When observing a comet, what we see is the outer coma; the dust and vapor outgassing from the nucleus as it gets heated from the Sun.

So I decided to take one of my photos taken with my Skywatcher 80ED telescope (600mm focal length) and see if I could process the image to spot where the nucleus is located.

This can be achieved by using the MODULO command in IRIS and viewing the result in false color. The results are better if you do a logarithmic stretch of the image before the MODULO command. It took some trial-and-error to get the right parameters, but the end results isn’t so bad.

Studying the internal structure of comet C/2020 F3 NEOWISE (Benoit Guertin)

For the fun of it I tried to see if I could calculate the size of the comet nucleus using the image. At the most narrow the nucleus on the photo spans 5 pixels. Based on a previous plate-solve result I know that my setup (Canon 80D and Skywatcher 80ED telescope) results in scale of 1.278 pixels per arc-second. Then I used Stellarium to get the Earth-coment distance on July 23rd (103.278 M km)

When I plugged in all the numbers I get a comet nucleus size of approximately 2000 km, which to me seamed a little on the BIG size.

Sure enough a little research revealed that measurements made by Hubble points to a 4.8 km ball of ice. So yeah, I’m quite far from that… but it was fun to give it a try.

C/2020 F3 (NEOWISE) Thanks for Swinging By

I live in a heavily light polluted city, therefore unless it’s bright, I won’t see it. But boy was I ever happy with the outcome of this comet! In my books C/2020 F3 (NEOWISE) falls in the “Great Comet” category, and it’s by far the most photographed comet in history because it was visible for so long to folks on both sides of the globe.

My last encounter with a bright comet was in 2007 with periodic 17P/Holmes when it brightened by a factor half a million in 42 hours with this spectacular outburst to become visible to the naked eye. It was the largest outburst ever observed with the corona becoming temporarily the biggest visible object in the solar system. Even bigger than the Sun!.

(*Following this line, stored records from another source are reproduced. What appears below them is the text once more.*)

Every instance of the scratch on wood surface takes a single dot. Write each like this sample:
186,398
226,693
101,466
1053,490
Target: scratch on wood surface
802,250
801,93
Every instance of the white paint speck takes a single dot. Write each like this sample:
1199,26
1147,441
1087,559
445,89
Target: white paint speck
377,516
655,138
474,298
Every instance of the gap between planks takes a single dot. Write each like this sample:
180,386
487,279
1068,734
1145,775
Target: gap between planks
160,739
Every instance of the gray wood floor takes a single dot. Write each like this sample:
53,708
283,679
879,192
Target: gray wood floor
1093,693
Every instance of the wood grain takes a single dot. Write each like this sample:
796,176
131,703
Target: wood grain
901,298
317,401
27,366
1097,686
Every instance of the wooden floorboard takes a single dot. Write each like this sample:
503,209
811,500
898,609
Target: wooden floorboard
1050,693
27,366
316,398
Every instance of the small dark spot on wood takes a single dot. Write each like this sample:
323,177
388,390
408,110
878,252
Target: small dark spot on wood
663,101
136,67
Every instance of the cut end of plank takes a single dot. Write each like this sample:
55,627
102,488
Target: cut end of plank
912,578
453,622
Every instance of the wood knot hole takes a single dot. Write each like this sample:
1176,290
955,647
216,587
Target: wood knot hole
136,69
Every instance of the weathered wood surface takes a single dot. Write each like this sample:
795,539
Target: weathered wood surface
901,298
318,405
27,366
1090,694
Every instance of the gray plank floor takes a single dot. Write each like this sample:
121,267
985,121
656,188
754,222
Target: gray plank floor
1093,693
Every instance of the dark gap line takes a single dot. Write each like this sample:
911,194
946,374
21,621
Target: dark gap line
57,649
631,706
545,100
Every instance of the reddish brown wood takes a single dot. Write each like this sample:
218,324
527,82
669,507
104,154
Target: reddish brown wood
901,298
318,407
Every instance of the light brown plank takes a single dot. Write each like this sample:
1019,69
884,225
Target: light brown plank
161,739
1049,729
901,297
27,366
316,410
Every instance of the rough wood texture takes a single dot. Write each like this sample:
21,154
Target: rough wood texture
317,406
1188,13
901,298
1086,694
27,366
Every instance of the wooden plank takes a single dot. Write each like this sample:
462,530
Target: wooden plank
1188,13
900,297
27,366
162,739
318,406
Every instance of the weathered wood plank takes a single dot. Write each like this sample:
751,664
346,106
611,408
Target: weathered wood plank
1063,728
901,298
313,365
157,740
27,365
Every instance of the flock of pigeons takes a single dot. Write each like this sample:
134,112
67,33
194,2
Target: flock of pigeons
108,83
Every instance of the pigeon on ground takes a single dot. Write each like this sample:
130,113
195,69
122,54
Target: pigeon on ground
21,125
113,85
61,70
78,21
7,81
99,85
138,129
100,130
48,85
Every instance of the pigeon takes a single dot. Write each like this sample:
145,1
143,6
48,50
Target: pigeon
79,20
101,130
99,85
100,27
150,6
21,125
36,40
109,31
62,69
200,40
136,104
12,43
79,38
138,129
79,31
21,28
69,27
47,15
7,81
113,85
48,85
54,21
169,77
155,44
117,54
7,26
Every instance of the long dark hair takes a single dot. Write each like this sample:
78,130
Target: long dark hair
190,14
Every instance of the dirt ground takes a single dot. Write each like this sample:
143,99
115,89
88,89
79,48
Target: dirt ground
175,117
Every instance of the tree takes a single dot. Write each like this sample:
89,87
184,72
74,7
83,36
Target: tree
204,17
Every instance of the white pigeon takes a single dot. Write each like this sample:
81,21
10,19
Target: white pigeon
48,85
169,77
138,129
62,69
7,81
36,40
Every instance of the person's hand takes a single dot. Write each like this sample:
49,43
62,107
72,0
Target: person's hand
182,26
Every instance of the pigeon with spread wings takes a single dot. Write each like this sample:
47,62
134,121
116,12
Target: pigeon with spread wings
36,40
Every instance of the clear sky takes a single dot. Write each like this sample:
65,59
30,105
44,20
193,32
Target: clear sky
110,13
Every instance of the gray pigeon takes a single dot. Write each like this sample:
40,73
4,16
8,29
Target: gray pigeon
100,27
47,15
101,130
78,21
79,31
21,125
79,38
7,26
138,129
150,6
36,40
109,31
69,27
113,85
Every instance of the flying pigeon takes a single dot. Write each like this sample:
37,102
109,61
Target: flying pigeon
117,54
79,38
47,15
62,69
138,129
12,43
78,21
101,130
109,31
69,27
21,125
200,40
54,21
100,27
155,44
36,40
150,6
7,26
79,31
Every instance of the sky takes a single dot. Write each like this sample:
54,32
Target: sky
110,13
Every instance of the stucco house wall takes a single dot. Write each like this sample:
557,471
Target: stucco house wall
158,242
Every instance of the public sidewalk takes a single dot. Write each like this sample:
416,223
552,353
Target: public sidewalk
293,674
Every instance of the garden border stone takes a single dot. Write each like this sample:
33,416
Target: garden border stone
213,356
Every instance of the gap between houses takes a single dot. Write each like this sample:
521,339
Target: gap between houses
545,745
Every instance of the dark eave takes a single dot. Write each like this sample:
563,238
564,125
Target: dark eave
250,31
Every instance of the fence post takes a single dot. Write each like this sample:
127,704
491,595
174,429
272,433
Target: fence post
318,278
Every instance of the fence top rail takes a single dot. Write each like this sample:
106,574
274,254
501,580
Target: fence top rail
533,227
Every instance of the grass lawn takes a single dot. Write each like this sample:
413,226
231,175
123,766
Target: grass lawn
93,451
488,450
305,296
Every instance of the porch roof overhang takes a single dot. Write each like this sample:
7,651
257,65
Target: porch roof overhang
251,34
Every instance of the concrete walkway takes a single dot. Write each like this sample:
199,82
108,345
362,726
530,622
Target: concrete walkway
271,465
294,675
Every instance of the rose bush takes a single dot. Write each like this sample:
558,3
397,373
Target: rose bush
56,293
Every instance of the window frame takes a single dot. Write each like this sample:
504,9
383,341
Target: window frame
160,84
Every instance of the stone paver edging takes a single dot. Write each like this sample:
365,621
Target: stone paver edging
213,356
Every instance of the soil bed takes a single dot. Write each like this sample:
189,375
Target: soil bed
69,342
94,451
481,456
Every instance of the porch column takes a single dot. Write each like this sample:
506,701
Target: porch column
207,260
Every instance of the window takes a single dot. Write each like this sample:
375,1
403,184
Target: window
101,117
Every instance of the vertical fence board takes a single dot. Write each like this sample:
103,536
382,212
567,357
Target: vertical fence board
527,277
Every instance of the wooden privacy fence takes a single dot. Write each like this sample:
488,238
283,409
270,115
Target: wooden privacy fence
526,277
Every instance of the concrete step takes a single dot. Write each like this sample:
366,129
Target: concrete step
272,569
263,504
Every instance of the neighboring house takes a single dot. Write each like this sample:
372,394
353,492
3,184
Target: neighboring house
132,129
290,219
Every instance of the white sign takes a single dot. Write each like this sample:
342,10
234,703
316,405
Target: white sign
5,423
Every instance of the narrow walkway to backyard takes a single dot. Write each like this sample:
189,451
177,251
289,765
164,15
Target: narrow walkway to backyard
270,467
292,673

Comet 17P/Holmes November 2, 2007 (Benoit Guertin)

So when the community was feverishly sharing pictures of the “NEOWISE” I had to try my luck; I wasn’t about to miss out on this chance of a lifetime.

I have to say that my first attempt was a complete failure. Reading up when it was the best time to try to photograph this comet most indicated one hour before sunrise was the right time. So I checked on Google Maps where I could setup for an un-obstructed view of the eastern horizon (my house was no good) and in the early morning with my gear ready at 4am I set off. To my disappointment and the “get-back-to-bed-you-idiot” voice in me, it didn’t work out. By the time I got to the spot and had the camera ready, the sky was already too bright. No comet in sight, and try as I might with the DSRL, nothing.

Two evenings later and another cloudless overnight sky I decided to try again, but this time I would make it happen by setting the alarm one hour earlier: 3am. That is all that it took! I was able to set-up before the sky could brighten, and then CLICK! I had this great comet recorded on my Canon SD memory card.

Comet C/2020 F3 (NEOWISE) in the dawn sky on July 9th. (Benoit Guertin)

I didn’t need any specialized gear. All it took was a DSLR, a lens set to manual focus, a tripod and 5 seconds of exposure and there was the comet. I snapped a bunch of frames at different settings and then headed back home to catch the last hour of sleep before starting another day of work. Lying in bed I felt like I had accomplished something important.

As the comet swung around our Sun and flipped from a dawn to a dusk object I decided I should try to photograph it once again, but this time with the Skywatcher 80ED telescope. At that point, the comet was dimming so every day that passed would be more difficult. It was only visible in the North-West horizon at sunset, which meant setting up in the front the the house, fully exposed to street lights. Not ideal, but I had nothing to loose trying.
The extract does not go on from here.